Sprinkles claim to fame is their minimalist presentation, a la Jill Sander if you will. Cup cakes in the sunshine state are frosted in a flat top crowned with a “modernist” double layer candy dot. My container included 12 such dots, which on taste inspection, closely resembled craft candy, having decorated a gingerbread house in 1984, still on display in your grandmother’s china cabinet. Very untasty.
After mixing in my eggs, milk, and lemon zest into the baking mix the cup cakes went upstairs to bake and I set about to make my frosting. I was instructed to sift my three cups of powdered sugar, and I set out with good intentions, fat skimmer in hand, but after sift or two, grew impatient and dumped in the powdered sugar in the mixing bowl.

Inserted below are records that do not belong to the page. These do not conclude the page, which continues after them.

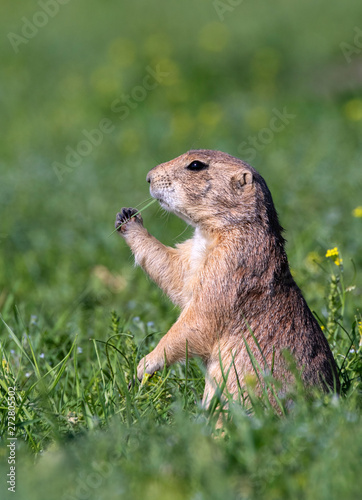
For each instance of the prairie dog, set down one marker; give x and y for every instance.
(232, 277)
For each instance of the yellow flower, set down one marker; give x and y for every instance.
(357, 212)
(333, 252)
(334, 255)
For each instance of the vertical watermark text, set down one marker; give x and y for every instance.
(11, 475)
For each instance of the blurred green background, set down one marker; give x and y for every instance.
(146, 81)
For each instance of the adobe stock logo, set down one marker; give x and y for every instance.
(31, 27)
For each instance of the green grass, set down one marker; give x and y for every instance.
(76, 316)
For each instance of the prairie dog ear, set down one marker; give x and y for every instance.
(242, 179)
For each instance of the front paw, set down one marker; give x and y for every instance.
(149, 364)
(127, 218)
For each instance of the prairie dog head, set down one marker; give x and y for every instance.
(210, 189)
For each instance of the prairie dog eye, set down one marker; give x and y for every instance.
(197, 165)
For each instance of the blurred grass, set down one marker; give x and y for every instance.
(60, 273)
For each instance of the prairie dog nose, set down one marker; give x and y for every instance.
(149, 176)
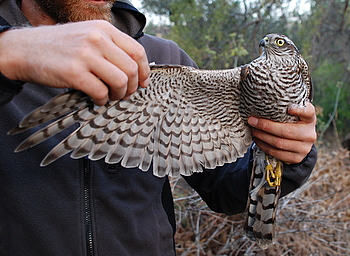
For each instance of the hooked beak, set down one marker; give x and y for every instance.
(263, 42)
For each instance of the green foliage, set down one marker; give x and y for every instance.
(225, 34)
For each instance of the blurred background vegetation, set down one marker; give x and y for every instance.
(218, 34)
(221, 34)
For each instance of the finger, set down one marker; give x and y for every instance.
(93, 87)
(305, 114)
(114, 79)
(296, 146)
(293, 131)
(117, 69)
(286, 156)
(136, 52)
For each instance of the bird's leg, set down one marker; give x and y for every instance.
(273, 174)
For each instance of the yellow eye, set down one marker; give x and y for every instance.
(279, 42)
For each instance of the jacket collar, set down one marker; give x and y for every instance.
(128, 19)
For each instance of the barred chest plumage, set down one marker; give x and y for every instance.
(270, 85)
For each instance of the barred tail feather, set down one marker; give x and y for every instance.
(262, 204)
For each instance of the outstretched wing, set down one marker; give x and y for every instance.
(186, 119)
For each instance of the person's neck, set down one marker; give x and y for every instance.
(35, 14)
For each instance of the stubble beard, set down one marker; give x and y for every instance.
(63, 11)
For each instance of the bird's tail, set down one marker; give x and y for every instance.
(263, 197)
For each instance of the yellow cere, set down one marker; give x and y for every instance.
(279, 42)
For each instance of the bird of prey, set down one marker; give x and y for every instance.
(187, 119)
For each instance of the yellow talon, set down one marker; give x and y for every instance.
(273, 175)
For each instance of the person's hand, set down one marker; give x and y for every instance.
(91, 56)
(289, 142)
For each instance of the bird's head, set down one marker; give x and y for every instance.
(275, 45)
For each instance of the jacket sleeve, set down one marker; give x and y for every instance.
(8, 89)
(225, 189)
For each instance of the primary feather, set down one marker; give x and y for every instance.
(186, 120)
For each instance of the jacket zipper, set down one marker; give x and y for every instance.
(87, 208)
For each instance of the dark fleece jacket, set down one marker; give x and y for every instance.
(79, 207)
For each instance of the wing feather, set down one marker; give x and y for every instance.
(185, 120)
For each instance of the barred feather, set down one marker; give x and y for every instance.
(167, 124)
(185, 120)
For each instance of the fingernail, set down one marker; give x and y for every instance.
(253, 121)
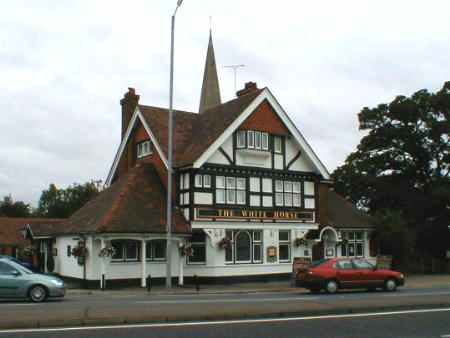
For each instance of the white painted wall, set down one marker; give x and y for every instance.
(203, 198)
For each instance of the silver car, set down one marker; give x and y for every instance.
(19, 282)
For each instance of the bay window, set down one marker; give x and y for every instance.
(245, 247)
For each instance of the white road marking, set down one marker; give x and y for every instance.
(18, 304)
(226, 322)
(417, 294)
(243, 300)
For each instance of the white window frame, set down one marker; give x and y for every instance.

This exercise in cupcake baking, I should add, is the longest workout my Kitchen Aid mixer has seen ever. Shaking like one of those 1950’s weight loss machines, I could see why Cooks Illustrated recently rated this series with a “not recommended.” Rather than puffing out over the sides and creating a rounded mound to frost, my cupcakes shrank a tad after cooking.
As suggested by Sprinkles, I used a small offset spatula to create their iconic flat top rounded edge. Sinking my teeth into the dense lemon sponge cake I wasn’t impressed. The sugar sent my mouth screaming for the toothbrush. To me the cake felt heavy, but Kevin thought otherwise, happily wolfing down more than his fair share. Which brings me to a question. Does food taste better if you don’t cook it?






September 10th, 2007 at 7:12 pm
if you ever make it to Chicago you got to try Molly Cakes.